Pipelining is an implementation
technique whereby multiple commands are overlapped
in transferring between the CPU and devices. A
pipeline is like an assembly line. In an automobile
assembly line, there are many steps, each
contributing something to the construction of
the car. Each step operates in parallel with the
other steps, though on a different car. In a chipset
pipeline, each step in the pipeline completes
a part of a command. Like the assembly line, different
steps are completing different parts of different
commands in parallel. Each of these steps is called
a pipe stage or a pipe segment. The stages are
connected one to the next to form a pipe. The
behavior is just like cars in an assembly line.

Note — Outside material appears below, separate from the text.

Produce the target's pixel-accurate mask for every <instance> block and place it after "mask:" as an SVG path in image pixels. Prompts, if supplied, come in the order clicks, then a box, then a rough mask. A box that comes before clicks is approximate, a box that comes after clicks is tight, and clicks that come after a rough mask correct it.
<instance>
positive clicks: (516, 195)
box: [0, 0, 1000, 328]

It exploits parallelism among the commands in
multiple streams.
In order to implement pipelining
feature into the HyperStreaming architecture,
split transaction technique is necessary to be
applied first. The read transaction is broken
into a read request transaction phase that contains
the address, and a response transaction phase
that contains the data. This split transaction
makes the buses and channels available for other
transactions while the device reads the words
from the requested address. This is accomplished
by relinquishing control of the bus during the
waiting time between the request and the response. |
| In
our system, we provide a split transaction function
on transferring commands. Transactions that require
a response are split into two independent sub-transactions,
a request transaction and a response transaction,
as shown in Fig. 3. Other transactions are allowed
to intervene between them so that chipset resources
can be used while the response to the original request
is being generated. Buffering is used inside the
chipset to allow multiple transactions to be outstanding
while waiting for responses from the controllers.
Combining the split
transaction technique with pipelining utilizes
the chipset more efficiently and hence more commands
can share the resources, as shown in Fig. 4. After
split transaction, the request parts of NP transactions
N through N+3 can be processed one after the other
and response parts of NP transactions N through
N+3 can also be processed in the same way. Thus,
the total processing time of these four transactions
is greatly reduced. The fluent of pipelining depends
greatly on how many commands can be issued in
the same time. The number of commands can be issued
in the same time depend on flow control and ordering
relaxed. Flow control and ordering are maintained
efficiently in HyperStreaming thus we can explore
parallelism of both split transaction and pipelining
techniques. |
Commands
issued from different devices provide massive parallelism
due to independence of streams being issued. Traditional
PCs will view these streams as dependent on each
other, each one waiting for its predecessor to be
completed. Such implicit parallelism is not fully
exploited and accesses from different devices have
to be forwarded and executed in order. In HyperStreaming
architecture, however, they are viewed as independent
streams and can be forwarded and executed in parallel.
As shown in Fig. 5, NP transactions N and N+1 can
be processed concurrently if there is no dependence
between them. PT transactions N and N+1 can also
be processed concurrently. As discussed above, NP
transactions N and N+1 can be pipelined with NP
transactions N+2 and N+3 respectively because they
depend on their previous commands. Combined with
the previously mentioned split transaction and pipelining
techniques, concurrent execution in HyperStreaming
architecture exploits massive parallelism from all
possible sources. |
|
|